I did exactly what you’re thinking about doing. I bought a used Dell server with dual Xeons, 24 gigs RAM, and a nice disk array from a reputable refurbish outfit – ridiculously cheap.
After I spent some time setting it up, I’ve been quite happy with it. It renders quite a bit faster than my, admittedly old, i7 work station.
This older Dell server is very stable and it will run almost any 64bit OS. You don’t necessarily have to spend $1200 on a server license from MS – depends on how big your org is and what your usage is.
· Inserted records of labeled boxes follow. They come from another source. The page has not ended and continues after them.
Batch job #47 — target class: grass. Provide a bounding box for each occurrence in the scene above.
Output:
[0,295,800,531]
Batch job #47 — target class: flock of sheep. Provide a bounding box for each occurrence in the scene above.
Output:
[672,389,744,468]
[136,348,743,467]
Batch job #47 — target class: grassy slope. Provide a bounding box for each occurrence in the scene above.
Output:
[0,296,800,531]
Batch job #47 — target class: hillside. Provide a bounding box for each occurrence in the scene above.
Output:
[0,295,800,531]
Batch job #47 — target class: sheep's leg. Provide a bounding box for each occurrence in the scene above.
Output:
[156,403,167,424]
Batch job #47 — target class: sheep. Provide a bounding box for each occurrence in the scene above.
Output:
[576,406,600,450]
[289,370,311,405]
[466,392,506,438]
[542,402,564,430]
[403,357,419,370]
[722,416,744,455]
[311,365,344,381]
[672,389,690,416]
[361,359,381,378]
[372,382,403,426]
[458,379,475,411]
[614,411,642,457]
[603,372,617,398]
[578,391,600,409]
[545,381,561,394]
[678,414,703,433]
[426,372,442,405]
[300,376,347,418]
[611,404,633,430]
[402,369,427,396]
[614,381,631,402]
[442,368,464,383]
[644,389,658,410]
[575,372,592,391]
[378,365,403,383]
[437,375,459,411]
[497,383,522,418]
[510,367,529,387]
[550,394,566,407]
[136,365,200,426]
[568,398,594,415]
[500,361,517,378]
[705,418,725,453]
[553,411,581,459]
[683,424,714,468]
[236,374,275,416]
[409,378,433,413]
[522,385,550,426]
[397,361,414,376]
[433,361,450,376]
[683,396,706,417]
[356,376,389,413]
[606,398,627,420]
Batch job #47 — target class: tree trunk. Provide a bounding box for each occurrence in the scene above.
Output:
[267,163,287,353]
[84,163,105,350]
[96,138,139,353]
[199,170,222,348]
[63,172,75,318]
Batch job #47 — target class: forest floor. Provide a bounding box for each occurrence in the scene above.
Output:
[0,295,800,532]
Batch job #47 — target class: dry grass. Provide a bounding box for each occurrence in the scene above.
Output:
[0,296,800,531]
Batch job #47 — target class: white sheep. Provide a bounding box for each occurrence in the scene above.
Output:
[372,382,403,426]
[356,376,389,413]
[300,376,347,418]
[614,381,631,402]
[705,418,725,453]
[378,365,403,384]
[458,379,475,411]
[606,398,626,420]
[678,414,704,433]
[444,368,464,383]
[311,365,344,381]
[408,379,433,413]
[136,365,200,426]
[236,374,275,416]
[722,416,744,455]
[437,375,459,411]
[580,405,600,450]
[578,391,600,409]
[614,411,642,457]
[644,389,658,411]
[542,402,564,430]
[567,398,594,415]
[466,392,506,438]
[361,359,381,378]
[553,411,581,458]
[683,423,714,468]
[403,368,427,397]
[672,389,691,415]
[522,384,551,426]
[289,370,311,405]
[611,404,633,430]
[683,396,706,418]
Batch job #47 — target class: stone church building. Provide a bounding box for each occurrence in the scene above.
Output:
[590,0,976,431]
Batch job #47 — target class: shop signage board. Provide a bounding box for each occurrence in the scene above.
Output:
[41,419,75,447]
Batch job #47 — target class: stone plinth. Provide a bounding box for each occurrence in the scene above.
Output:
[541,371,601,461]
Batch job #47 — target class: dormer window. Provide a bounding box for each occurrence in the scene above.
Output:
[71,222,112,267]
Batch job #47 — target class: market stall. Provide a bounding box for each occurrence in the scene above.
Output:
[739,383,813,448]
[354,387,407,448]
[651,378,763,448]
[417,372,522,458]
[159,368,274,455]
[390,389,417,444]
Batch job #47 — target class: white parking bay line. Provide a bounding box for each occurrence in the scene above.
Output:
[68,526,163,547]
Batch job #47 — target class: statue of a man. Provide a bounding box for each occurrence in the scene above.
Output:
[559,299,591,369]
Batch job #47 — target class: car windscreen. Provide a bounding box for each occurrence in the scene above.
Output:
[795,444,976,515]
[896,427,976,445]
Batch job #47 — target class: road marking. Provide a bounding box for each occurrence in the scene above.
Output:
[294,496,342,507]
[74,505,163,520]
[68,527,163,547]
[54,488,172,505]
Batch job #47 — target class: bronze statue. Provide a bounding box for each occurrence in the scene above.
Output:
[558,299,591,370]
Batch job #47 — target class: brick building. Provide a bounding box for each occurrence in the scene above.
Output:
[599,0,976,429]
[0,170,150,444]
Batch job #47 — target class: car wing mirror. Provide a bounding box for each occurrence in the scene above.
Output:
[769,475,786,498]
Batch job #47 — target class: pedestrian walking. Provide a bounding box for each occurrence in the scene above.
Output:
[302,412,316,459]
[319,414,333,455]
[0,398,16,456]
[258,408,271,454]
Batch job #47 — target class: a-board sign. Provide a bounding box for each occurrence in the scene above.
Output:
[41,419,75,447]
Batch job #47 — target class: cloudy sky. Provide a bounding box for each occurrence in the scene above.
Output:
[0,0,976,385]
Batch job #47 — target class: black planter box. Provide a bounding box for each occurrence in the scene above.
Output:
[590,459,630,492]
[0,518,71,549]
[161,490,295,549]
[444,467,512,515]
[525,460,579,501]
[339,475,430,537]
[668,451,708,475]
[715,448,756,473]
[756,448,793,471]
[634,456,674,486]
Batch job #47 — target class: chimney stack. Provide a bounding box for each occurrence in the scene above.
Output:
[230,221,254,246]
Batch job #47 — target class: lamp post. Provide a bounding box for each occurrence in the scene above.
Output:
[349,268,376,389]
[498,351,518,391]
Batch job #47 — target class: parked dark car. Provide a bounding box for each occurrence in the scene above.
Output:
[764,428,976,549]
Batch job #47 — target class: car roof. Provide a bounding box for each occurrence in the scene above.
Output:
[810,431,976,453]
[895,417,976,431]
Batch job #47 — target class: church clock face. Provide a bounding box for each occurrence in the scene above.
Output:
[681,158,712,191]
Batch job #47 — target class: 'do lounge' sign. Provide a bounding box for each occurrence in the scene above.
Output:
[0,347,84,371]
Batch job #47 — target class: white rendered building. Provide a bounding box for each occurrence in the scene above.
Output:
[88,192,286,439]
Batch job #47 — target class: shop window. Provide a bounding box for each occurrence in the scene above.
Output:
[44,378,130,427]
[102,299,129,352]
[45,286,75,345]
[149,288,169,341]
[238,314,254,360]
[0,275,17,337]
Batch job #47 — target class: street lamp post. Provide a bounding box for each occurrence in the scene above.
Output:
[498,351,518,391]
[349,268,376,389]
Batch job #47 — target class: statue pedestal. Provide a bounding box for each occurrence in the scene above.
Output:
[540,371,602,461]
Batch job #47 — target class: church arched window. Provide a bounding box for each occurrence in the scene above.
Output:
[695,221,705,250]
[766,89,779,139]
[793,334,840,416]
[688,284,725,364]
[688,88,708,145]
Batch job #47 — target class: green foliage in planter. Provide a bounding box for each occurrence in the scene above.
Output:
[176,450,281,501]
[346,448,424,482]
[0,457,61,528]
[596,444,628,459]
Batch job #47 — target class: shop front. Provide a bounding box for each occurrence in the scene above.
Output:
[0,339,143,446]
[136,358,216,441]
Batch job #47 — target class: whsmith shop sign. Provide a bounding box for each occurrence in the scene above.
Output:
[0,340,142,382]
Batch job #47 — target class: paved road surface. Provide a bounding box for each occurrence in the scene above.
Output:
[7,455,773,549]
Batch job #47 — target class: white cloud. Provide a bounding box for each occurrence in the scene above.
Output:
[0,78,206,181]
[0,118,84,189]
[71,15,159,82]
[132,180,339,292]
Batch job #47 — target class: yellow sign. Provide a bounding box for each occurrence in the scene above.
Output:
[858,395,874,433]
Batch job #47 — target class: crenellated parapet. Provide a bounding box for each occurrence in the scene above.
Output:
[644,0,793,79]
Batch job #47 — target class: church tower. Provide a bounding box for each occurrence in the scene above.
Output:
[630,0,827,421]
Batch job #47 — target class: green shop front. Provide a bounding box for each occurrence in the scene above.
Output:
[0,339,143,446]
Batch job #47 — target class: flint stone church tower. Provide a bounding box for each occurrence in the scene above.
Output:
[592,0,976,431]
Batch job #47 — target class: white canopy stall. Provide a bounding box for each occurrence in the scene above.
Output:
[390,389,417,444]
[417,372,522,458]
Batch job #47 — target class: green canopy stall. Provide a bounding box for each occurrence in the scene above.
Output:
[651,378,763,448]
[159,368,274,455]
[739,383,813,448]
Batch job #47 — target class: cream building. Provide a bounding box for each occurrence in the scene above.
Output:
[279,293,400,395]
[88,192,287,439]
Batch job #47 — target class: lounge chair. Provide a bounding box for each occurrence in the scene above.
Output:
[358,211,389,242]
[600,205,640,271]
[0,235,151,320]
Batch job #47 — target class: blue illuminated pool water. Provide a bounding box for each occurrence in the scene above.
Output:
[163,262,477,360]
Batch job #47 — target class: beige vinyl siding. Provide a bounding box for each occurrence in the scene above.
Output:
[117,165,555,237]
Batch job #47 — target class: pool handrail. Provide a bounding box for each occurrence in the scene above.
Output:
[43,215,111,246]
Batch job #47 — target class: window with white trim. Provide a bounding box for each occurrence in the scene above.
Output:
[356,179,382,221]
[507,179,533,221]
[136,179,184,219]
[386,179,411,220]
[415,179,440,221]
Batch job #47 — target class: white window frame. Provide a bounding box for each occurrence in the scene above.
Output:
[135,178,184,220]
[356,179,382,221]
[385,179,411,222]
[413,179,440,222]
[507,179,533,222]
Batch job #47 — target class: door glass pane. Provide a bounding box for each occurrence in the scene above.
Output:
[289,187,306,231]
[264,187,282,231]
To my mind, it’s all a balance between $$$, immediate needs, future proofing, and support (both hardware and software). In my experience, most hardware today is fairly bullet proof. Cooling seems to be the most troublesome (fans, pumps failing). I’ve used main boards from several manufacturers over the years (including an Abit way back!) – all based on Intel chips – and have not had a chip failure yet. HDDs? Of course – they fail occasionally as do the fans and cooling pumps. Setting up a good disk array with solid redundancy is what I’ve concentrated on. I think that with today’s 6 core i7s, a good GPU, and RAM, you’re going to find you have plenty of horsepower. The traditional bottlenecks are still with storage, although I saw a video where someone hooked up 24 1 gig SSDs in a large array and that disk setup finally over saturated the processor, RAM, serial bus capacity.
On the software end, Adobe CS seems to be good and relatively stable. I’m not too happy with their decision to go with subscription based software which messed up the upgrade paths for a lot of people, but that’s the where it’s all headed now.
Considering that I spent about 1/3 $$$ on the used server (and setting up the additional redundant disk arrays), I’m set for the next couple of years. Yes, at some point, I will have to spend a huge chunk of $$$ for a system that has the latest and greatest hardware, but for now and for my specific needs, the used dual Xeon setup is working quite well.